The Ecowas Commission would first "consult development partners on the financing of the deployment" of the force, added the statement.

The summit also decided to take drastic action against any party in Mali that hinders the transition process which has been endorsed for the period of one year.

The decisions were taken late Thursday night at the end of the summit which dwelt on the crisis in Mali and Guinea Bissau.

The 15-member Ecowas bloc also condemned the sudden outbreak of fighting in the Malian capital early this week former Presidential Guard troops loyal to the ousted government and soldiers of the military junta led by Captain Amadou Sanogo.

Conditionalities

On Guinea-Bissau, the summit demanded the immediate release of all civilian leaders held “illegally” in custody across the country.

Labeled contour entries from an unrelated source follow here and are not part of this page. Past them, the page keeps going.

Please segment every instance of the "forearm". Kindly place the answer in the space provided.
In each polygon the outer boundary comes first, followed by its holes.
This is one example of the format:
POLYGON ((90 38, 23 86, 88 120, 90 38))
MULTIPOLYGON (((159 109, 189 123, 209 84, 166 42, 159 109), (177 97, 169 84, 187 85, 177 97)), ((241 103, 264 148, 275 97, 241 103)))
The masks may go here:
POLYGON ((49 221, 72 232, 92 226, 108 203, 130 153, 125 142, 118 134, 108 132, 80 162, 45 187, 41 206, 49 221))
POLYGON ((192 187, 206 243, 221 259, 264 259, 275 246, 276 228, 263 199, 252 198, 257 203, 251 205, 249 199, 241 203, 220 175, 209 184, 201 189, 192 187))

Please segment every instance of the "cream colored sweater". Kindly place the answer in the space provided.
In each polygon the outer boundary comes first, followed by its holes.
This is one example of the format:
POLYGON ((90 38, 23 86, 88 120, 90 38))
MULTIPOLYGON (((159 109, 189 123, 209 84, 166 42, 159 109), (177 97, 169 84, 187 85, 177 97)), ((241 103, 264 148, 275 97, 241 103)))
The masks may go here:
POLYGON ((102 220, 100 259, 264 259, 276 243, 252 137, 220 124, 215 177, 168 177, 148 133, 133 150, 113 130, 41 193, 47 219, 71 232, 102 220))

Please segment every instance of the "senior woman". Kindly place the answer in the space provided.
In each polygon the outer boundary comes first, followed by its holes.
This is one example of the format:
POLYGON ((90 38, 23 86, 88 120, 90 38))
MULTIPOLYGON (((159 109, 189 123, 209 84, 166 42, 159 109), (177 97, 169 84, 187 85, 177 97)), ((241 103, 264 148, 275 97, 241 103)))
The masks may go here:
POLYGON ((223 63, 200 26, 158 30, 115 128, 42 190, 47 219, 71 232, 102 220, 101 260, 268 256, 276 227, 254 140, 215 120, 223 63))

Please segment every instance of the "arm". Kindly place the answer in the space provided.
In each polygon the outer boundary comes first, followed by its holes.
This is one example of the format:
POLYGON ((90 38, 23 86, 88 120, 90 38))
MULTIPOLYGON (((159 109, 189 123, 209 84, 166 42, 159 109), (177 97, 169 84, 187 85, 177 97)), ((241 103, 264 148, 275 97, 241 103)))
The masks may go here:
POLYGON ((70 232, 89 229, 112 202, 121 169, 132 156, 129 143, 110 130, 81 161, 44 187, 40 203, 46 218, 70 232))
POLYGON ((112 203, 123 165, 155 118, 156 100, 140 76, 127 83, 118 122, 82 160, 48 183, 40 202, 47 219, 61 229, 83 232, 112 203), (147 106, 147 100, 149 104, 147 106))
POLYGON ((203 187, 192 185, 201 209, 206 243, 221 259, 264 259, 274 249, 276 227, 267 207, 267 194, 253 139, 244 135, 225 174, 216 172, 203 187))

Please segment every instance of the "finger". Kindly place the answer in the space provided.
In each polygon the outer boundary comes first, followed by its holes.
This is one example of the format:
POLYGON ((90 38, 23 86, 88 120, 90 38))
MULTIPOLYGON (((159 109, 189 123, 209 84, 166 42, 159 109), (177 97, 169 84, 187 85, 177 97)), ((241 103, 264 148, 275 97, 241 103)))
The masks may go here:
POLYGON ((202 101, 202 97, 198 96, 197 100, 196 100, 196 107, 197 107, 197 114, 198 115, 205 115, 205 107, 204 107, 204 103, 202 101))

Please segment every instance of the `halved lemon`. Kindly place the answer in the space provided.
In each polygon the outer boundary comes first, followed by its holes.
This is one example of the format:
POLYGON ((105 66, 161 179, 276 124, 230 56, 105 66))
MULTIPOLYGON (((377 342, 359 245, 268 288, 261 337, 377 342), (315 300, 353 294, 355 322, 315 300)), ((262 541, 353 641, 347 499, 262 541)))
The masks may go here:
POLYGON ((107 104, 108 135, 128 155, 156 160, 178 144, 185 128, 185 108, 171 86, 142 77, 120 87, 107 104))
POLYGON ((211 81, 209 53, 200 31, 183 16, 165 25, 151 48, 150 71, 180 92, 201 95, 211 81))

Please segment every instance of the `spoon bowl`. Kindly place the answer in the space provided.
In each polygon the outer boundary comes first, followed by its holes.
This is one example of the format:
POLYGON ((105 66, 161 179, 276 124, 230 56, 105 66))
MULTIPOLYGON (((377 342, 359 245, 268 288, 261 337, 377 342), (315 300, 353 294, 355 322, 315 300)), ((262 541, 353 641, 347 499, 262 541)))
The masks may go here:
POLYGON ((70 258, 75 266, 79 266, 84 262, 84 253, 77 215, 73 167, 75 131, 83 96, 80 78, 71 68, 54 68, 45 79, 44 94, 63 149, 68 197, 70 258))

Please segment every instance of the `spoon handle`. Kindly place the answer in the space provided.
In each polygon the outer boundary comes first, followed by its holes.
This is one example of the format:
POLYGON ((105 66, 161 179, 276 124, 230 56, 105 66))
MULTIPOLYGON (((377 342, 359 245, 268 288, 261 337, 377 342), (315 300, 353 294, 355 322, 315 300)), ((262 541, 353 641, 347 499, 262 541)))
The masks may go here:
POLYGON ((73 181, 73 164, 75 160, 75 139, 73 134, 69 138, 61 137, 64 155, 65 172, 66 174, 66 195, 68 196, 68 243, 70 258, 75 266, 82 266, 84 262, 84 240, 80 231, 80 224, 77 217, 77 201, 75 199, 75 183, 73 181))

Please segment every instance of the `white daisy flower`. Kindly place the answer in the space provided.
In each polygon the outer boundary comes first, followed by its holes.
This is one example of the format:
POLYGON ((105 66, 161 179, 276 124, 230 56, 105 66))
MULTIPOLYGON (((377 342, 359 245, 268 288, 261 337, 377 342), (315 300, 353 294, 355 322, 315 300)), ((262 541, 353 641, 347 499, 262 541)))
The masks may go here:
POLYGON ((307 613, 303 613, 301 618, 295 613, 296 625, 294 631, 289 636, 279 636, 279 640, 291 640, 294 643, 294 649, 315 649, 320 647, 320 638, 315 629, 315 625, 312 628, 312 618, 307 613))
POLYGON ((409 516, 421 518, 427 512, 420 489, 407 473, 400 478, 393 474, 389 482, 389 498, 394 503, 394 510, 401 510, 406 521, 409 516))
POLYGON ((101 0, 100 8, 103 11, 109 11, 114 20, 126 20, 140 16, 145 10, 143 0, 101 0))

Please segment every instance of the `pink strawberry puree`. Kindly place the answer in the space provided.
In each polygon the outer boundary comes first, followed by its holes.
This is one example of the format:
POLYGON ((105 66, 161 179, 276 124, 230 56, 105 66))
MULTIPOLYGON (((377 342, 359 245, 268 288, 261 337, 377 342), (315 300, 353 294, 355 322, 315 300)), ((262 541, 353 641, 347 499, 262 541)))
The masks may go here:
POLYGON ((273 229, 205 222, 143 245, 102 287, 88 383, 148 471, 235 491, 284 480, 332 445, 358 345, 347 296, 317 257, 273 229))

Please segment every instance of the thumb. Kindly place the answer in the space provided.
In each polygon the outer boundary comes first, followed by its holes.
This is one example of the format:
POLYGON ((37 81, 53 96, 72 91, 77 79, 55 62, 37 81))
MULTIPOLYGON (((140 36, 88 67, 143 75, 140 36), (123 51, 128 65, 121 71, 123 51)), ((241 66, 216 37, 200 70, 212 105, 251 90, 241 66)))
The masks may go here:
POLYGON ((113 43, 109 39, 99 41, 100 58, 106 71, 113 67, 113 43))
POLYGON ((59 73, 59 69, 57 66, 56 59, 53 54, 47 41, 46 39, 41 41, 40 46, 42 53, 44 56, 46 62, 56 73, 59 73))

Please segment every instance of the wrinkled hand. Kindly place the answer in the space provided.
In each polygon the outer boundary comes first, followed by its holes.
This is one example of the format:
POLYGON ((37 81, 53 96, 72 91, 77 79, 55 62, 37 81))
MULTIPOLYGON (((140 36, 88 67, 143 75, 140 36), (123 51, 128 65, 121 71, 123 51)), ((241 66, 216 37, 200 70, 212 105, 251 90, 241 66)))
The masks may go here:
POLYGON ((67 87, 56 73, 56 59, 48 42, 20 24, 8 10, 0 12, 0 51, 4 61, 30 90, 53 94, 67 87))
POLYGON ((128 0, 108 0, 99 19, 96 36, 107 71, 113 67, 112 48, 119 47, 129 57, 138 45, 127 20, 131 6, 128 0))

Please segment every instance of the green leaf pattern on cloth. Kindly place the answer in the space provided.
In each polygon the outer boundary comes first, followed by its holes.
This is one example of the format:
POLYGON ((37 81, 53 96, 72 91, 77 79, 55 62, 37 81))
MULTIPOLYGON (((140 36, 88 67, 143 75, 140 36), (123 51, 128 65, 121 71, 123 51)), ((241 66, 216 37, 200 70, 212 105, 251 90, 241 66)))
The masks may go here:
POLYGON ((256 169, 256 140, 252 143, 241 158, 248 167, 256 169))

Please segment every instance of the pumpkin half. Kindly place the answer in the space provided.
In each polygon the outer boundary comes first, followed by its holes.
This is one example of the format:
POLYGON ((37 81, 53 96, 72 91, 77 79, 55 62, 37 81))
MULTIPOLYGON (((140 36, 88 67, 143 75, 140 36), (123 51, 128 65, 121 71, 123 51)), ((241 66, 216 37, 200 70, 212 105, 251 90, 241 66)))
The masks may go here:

About a dozen civilian politicians and members of the civil society are reportedly detained in military barracks by the junta which accused them of "insubordination."

Additionally, the summit urged the Guinea-Bissau military junta to embrace all the conditionalities laid forth by Ecowas especially the restoration of civilian authority at the earliest opportunity.

Early this week, the Bissau junta leader Gen Antonio Indjai categorically rejected the idea of re-installing ousted interim president Raimundo Pereira. The general only promised safe passage home from Abdijan were the ousted leader has taken refuge.

Speaking individually during the summit, Ecowas chairman President Allasane Ouattara of Cote d'Ivoire and President Ellen Johnson-Sirleaf of Liberia called for “firm action” against coup makers, adding that Ecowas should set an example with the juntas in Bissau and Mali.

“We have the moral obligations to stand by peace and democracy and the moral responsibility to give Malians and Bissau Guineas the right to live in peace," President Johnson-Sirleaf warned.

"We will be setting a dangerous precedent if we seem to dialogue interminably with coup makers as our citizens continue to live in fear and terror.”